The small ‘punts’ that fished the Estuary were always using the sandbanks and mudbanks. If, as sometimes happened, a boat returning home ran out of water under her keel the crew, without fuss, would step over the side of the boat and spread two fisherman’s anchors wide apart in the sand or mud and walk ashore creaking in their long boots. The boat would not complain. She would be quite happy to stay where she was left for as long as was required. The salmon boats were often left so anchored as a matter of course. When the fishing demanded it the boat spent a lonely night far from home. It was once common to see a salmon boat with all her gear floating lonely as a cloud somewhere in the middle of the Estuary.

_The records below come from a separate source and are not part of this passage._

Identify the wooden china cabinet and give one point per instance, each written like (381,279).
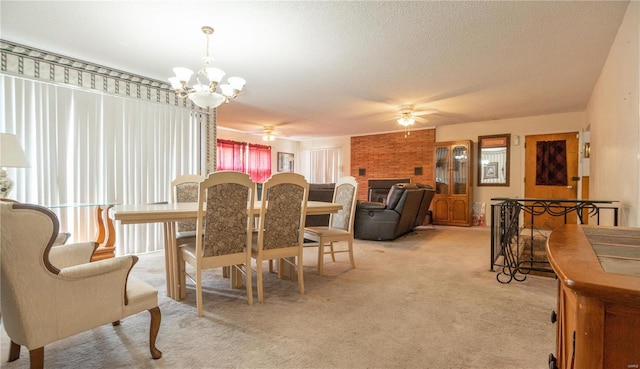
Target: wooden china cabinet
(452,200)
(598,312)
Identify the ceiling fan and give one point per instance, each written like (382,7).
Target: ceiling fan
(269,133)
(407,115)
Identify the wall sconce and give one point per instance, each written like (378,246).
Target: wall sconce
(587,150)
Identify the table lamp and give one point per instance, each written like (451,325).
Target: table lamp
(11,156)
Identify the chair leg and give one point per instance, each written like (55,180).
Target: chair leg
(14,352)
(36,358)
(153,332)
(199,290)
(248,283)
(333,255)
(353,263)
(259,278)
(300,272)
(320,256)
(182,276)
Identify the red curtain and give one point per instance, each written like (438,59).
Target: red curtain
(231,155)
(259,163)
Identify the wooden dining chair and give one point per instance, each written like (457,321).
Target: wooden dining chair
(226,226)
(280,232)
(340,226)
(184,188)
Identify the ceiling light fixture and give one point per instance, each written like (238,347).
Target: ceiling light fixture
(406,118)
(205,94)
(268,135)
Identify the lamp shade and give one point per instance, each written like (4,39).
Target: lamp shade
(11,153)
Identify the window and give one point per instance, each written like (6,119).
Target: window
(87,147)
(252,159)
(321,165)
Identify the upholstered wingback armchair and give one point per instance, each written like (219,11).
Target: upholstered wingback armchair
(387,221)
(50,293)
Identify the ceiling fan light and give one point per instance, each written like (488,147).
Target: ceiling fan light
(183,74)
(406,121)
(207,99)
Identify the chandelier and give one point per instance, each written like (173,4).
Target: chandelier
(204,92)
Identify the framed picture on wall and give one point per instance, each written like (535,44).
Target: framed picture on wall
(285,162)
(491,171)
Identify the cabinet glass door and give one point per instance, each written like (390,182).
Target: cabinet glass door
(442,170)
(460,163)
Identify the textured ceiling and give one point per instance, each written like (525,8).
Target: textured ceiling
(322,69)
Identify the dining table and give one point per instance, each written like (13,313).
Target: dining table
(171,213)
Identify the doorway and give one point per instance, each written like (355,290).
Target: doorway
(541,181)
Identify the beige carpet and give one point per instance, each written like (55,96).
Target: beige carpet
(426,300)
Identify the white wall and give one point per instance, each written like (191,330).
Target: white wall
(613,115)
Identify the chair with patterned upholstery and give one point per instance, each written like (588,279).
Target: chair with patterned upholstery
(47,296)
(280,233)
(226,226)
(340,226)
(184,188)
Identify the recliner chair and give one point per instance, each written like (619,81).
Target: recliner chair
(377,221)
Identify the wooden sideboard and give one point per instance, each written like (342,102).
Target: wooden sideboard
(598,311)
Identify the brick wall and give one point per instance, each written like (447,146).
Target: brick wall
(391,155)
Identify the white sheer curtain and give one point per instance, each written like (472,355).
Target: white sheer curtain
(86,147)
(321,165)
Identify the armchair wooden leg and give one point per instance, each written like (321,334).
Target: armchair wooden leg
(14,351)
(36,358)
(153,332)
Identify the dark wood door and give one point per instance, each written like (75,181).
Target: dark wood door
(568,191)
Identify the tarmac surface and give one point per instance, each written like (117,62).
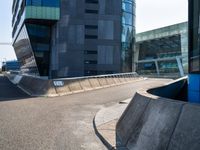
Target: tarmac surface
(60,123)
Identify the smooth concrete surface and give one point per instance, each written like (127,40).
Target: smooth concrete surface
(187,133)
(36,86)
(59,123)
(157,123)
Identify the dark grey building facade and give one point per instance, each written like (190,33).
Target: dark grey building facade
(71,38)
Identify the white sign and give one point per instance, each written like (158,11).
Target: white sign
(58,83)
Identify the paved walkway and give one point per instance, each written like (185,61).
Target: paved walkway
(60,123)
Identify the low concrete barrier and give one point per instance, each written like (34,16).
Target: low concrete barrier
(43,87)
(37,86)
(151,122)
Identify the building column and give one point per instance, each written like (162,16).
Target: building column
(157,67)
(180,66)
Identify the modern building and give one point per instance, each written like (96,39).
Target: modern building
(162,51)
(194,51)
(72,38)
(10,66)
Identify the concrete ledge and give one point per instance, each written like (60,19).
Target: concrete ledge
(151,122)
(36,86)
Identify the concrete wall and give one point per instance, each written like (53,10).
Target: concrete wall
(69,42)
(155,123)
(35,86)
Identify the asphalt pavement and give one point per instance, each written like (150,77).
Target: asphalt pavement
(60,123)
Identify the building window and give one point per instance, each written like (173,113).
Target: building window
(92,1)
(90,62)
(90,11)
(90,52)
(91,27)
(91,36)
(90,72)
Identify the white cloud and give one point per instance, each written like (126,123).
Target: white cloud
(152,14)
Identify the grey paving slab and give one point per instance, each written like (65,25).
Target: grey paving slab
(187,133)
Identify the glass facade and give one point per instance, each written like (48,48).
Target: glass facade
(40,37)
(46,3)
(128,32)
(24,53)
(32,42)
(194,51)
(194,36)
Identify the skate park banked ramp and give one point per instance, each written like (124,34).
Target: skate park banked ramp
(153,122)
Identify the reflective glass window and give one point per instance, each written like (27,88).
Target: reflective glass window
(127,18)
(127,7)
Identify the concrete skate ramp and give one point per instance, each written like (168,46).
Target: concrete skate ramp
(156,123)
(36,86)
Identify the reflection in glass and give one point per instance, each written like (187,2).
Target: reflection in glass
(127,37)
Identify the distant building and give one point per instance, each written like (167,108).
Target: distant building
(71,38)
(163,50)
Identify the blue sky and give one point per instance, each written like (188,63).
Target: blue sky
(150,14)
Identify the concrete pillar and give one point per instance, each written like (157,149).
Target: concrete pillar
(180,66)
(157,67)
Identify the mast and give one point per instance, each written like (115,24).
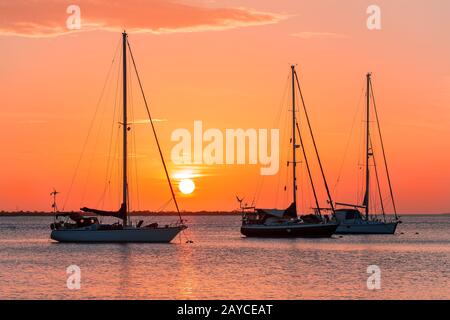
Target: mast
(366,195)
(125,127)
(294,122)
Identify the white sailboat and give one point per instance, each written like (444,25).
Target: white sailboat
(350,219)
(78,228)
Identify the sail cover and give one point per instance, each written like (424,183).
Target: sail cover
(118,214)
(290,212)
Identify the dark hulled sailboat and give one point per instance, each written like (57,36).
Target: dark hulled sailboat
(351,220)
(273,223)
(79,228)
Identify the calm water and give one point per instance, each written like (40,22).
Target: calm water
(221,264)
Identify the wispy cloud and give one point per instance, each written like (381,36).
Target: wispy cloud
(40,18)
(319,35)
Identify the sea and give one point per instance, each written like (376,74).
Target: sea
(212,260)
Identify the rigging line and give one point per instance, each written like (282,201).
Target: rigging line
(378,181)
(110,162)
(133,135)
(314,143)
(154,133)
(165,204)
(260,179)
(90,127)
(382,148)
(348,140)
(308,168)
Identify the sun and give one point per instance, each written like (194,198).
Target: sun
(186,186)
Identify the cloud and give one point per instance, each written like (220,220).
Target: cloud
(319,35)
(38,18)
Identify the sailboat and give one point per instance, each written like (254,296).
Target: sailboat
(286,223)
(350,218)
(77,227)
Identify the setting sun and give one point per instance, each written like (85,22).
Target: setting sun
(186,186)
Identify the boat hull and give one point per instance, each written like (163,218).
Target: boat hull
(141,235)
(367,228)
(289,231)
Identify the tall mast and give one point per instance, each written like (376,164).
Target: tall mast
(294,122)
(125,128)
(366,195)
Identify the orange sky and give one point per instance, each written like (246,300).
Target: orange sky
(225,63)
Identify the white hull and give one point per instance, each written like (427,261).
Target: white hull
(145,235)
(364,227)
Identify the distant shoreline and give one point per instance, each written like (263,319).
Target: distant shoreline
(134,213)
(166,213)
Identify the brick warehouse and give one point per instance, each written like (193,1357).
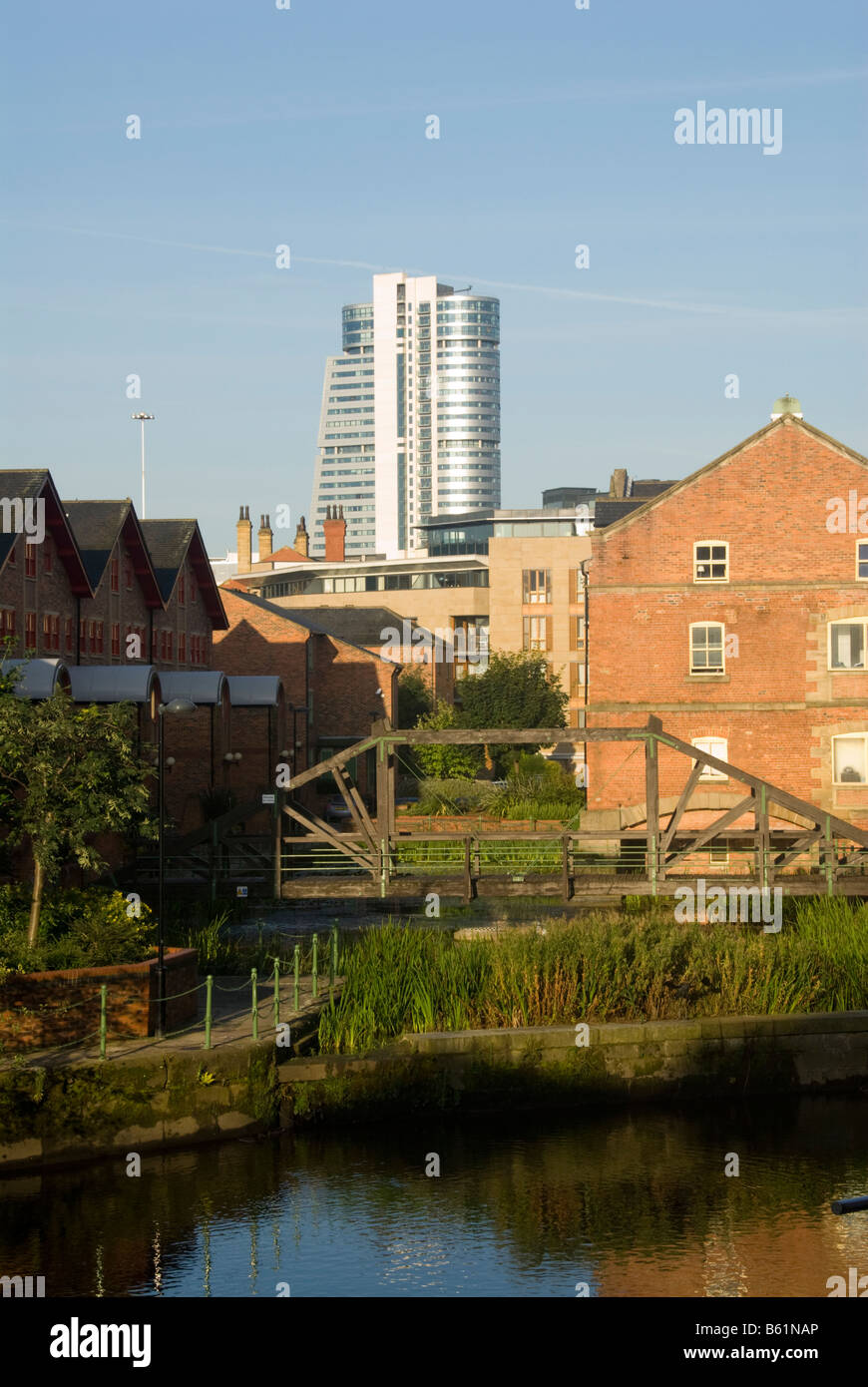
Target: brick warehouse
(735,607)
(337,689)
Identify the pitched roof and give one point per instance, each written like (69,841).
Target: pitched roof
(356,625)
(170,544)
(785,422)
(32,484)
(305,622)
(97,526)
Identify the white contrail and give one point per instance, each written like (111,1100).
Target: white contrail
(629,299)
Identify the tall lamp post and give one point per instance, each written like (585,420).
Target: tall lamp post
(178,707)
(142,420)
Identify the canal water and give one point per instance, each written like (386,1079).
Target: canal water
(623,1201)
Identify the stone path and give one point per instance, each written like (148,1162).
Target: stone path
(231,1024)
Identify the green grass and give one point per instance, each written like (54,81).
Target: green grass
(605,967)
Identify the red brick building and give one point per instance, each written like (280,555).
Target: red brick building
(735,608)
(334,689)
(102,587)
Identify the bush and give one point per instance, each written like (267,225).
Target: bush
(455,796)
(78,929)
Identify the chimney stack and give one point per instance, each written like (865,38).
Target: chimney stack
(334,532)
(265,540)
(245,540)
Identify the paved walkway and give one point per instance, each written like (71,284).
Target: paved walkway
(231,1024)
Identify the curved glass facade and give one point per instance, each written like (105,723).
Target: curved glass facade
(423,413)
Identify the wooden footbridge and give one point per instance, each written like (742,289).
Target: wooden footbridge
(788,842)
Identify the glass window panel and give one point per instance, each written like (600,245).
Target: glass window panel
(847,646)
(849,754)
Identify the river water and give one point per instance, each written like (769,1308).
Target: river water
(623,1201)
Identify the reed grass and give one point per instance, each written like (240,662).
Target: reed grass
(641,966)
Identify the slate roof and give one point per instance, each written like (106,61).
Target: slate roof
(96,526)
(305,619)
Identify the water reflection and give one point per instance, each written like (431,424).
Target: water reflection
(632,1201)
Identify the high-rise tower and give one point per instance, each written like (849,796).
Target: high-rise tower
(411,416)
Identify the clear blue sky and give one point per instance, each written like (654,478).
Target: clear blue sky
(306,127)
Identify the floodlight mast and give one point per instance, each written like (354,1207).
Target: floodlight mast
(142,420)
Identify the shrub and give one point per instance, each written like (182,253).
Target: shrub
(79,929)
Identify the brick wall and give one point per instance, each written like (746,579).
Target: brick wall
(131,1002)
(776,703)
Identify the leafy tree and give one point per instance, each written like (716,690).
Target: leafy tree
(71,772)
(447,761)
(518,690)
(413,697)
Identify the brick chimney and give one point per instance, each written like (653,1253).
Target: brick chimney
(245,540)
(265,539)
(334,532)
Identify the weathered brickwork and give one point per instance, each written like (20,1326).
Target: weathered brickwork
(789,575)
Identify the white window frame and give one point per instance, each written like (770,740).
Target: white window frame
(707,743)
(861,736)
(847,669)
(707,672)
(722,544)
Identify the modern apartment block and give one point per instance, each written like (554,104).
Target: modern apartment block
(411,415)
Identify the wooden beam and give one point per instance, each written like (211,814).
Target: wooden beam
(354,803)
(309,820)
(679,807)
(707,834)
(651,810)
(775,795)
(796,849)
(338,759)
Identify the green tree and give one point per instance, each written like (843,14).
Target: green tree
(71,772)
(518,690)
(413,697)
(447,761)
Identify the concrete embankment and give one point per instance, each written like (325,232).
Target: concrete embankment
(623,1062)
(60,1114)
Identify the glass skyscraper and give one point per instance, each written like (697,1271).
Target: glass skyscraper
(411,416)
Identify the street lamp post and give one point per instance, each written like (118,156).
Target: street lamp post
(142,420)
(179,707)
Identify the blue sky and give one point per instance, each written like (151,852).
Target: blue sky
(306,128)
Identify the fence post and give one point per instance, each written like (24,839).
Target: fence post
(209,1009)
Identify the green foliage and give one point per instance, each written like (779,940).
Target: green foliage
(72,772)
(518,690)
(607,967)
(413,697)
(447,761)
(538,788)
(79,929)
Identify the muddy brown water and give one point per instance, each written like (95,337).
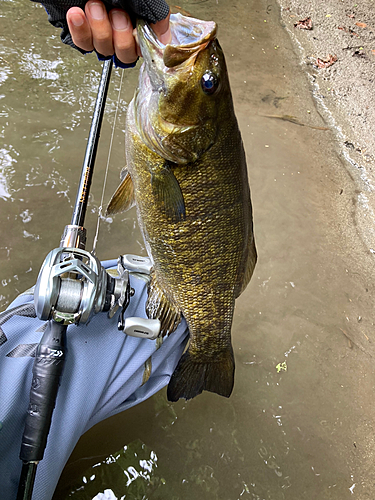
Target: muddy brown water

It was remarkable how cleverly the small ‘punts’ would creep atround the banks only a couple of yards from the sand or mud. Mostly boats were rowed and the Seagull outboard motor only used when winds or tides were unfavourable or when time was pressing. My skipper kept a pint of fuel in a screwtopped pop bottle under a thwart. That was his reserve in total.

It is comforting for the solitary boatsman to know that as a last resort he is strong enough to push his boat off a bank and into deeper water. Ergo, as one grows older and weaker one requires an ever lighter boat for the estuary. For my eightieth birthday I shall be looking for a kayak.